The International Atomic Energy Agency board of governors met in a closed-door session Thursday to review a confidential report from the head of the agency on Iran's controversial nuclear program. Mohamed ElBaradei told the board many questions are still outstanding after three years of work. At the end of the meeting, the U.N. nuclear watchdog released a statement saying they postponed referring Iran to the U.N. Security Council.
The United States is convinced that Tehran is secretly working on a nuclear bomb, but so far the IAEA has not found conclusive evidence for it.
But the U.N. nuclear watchdog agency says, after three year of testing and inspections, it still has questions about Iran's nuclear enrichment program and urged Tehran to be more open and cooperative.
Mohamed ElBaradei, IAEA chief who won this year's Nobel Peace Prize for the work of his agency, told the 35-member board of governors that Iran must respond "without delay" to clarify several outstanding issues, including its centrifuge work which could form part of a nuclear weapons program. Tehran denies it is building an atomic bomb.
Gregory Schulte, U.S. ambassador to the IAEA, says Iran's cooperation with the agency continues to be slow and incomplete.
"First off cooperation with the IAEA inspectors, secondly re-suspension of uranium conversion, and third negotiations with the EU three," he said. "And in each of these areas I have to say that progress has been disappointing".
The U.S. envoy says the latest IAEA report shows Iran still has to answer vital questions.

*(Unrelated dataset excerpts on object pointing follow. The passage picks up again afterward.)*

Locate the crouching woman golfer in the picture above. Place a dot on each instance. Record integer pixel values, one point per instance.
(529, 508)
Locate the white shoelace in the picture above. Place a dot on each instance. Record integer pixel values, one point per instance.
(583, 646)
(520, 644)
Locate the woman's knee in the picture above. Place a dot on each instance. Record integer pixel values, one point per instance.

"And the report started to open the door on a whole new series of issues that are out there and these issues relate to weaponization," added Mr. Schulte. "What type of efforts does Iran have under way to not only produce fuel for a nuclear weapon but to fashion that fuel into a nuclear weapon".
Iran is refusing to give up its right to enriching uranium that can be used in the development of nuclear warheads.
But Mr. Schulte says he is encouraged that Russia and China with energy ties to Iran are also concerned and are gradually coming round to backing the United States and Europeans on the 35-member IAEA board.